When he ran for the presidency in 2016, Donald Trump said he would help working people in this country. But like all of his other promises, he has failed to do that. He has betrayed those workers by directing all his attention to providing for the rich and corporations, while ignoring anything that would benefit hurting workers.
Here's is part of how Katrina Vanden Heuvel describes this betrayal in The Washington Post:
Trump promised to overturn the establishment that had rigged the economy against them. He would bring back good jobs (especially in manufacturing) with “America first“ trade policies and by taking on China. He would replace Obamacare with a cheaper and better system. He would rebuild America’s decrepit infrastructure, “drain the swamp” and make America great again.
It was all a con. His first priority and major “accomplishment” was a tax-cut bill that lined the pockets of CEOs and investors, while the promised $4,000 raises for working families never showed up. The bill even slipped in lower tax rates for companies that moved jobs abroad. Trump slapped tariffs on China, rewrote the North American Free Trade Agreement and gelded the World Trade Organization. But his gyrations offered little help to working people. Even in Trump’s best year before the pandemic, the economy didn’t grow as fast as it had in the peak years under Obama or George W. Bush, and the millions of manufacturing jobs he promised to bring back never showed up.

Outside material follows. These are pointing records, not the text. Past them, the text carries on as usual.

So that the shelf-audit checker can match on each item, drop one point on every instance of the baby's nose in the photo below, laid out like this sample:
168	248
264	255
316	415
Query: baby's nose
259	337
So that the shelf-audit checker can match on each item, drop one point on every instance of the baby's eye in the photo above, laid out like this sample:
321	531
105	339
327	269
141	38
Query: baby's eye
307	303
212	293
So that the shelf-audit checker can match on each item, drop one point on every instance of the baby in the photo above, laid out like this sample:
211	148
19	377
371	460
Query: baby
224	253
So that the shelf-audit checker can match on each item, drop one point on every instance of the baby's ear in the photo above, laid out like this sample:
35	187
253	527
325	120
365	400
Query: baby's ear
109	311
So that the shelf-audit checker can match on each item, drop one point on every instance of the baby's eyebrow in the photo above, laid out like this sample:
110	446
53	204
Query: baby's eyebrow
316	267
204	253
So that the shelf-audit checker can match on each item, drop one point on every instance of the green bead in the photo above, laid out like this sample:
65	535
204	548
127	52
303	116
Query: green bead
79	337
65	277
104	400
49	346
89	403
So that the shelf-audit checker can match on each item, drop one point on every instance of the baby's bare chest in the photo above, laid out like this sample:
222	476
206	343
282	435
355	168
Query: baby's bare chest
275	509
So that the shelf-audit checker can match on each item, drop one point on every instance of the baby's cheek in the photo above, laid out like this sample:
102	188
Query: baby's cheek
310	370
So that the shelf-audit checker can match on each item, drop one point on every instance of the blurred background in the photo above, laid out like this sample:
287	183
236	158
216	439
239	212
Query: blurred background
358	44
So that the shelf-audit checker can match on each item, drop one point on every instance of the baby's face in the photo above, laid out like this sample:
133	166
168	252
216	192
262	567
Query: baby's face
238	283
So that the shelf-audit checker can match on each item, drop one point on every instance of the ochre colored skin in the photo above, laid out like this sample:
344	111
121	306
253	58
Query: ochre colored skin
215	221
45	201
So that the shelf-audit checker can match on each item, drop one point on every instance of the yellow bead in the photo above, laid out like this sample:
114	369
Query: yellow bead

Instead, his tariff wars disrupted the markets for farmers — so he ladled out tens of billions in public subsidies, only for most of that money to go to big, industrial farms while smaller farmers got stiffed. He never offered an alternative to Obamacare, though he did whittle away at it, depriving millions of coverage. He never put forward an infrastructure plan. He didn’t even get much of the wall built, and the U.S. military, not Mexico, paid for what was done. . . .
For Trump, cleaning out the swamp turned out to be — as his former top strategist, the recently indicted Stephen K. Bannon, put it — the “deconstruction of the administrative state.” Instead of curbing big money and entrenched interests, he unleashed their lobbyists to roll back regulations that protect consumers, small business and the environment from their depredations — from clean air and water protections to antitrust enforcement. The clear and present threat posed by catastrophic climate change was simply denied. His recent assault on the post office is already hitting seniors and veterans, many in the rural counties that voted for him, who depend on the Postal Service to deliver their medicines.
Working men and women — the essential workers of all races — suffered directly from Trump’s failure to respond sensibly to the pandemic. Now their children in public schools — pushed to open without resources for needed precautions — will be at risk in Trump and his party’s rush to get the economy going before November. And most cruelly, Trump and the Republican Senate are blocking continued assistance to the millions who have been thrown out of work as the economy shut down. He promised them good jobs. He ended by torpedoing the help they need simply to pay the rent.
This week, the real question is whether Trump can con his own followers once more. At their convention, Democrats focused on Trump’s lack of character and competence. But as despair rises, Trump’s “violation of norms” or the fact that, as his sister Maryanne Trump Barry said, he has “no principles,” aren’t his greatest weaknesses. His true vulnerability is that he has betrayed those who brought him to power. Over the next 70 days, Democrats must make certain that reality doesn’t get drowned out.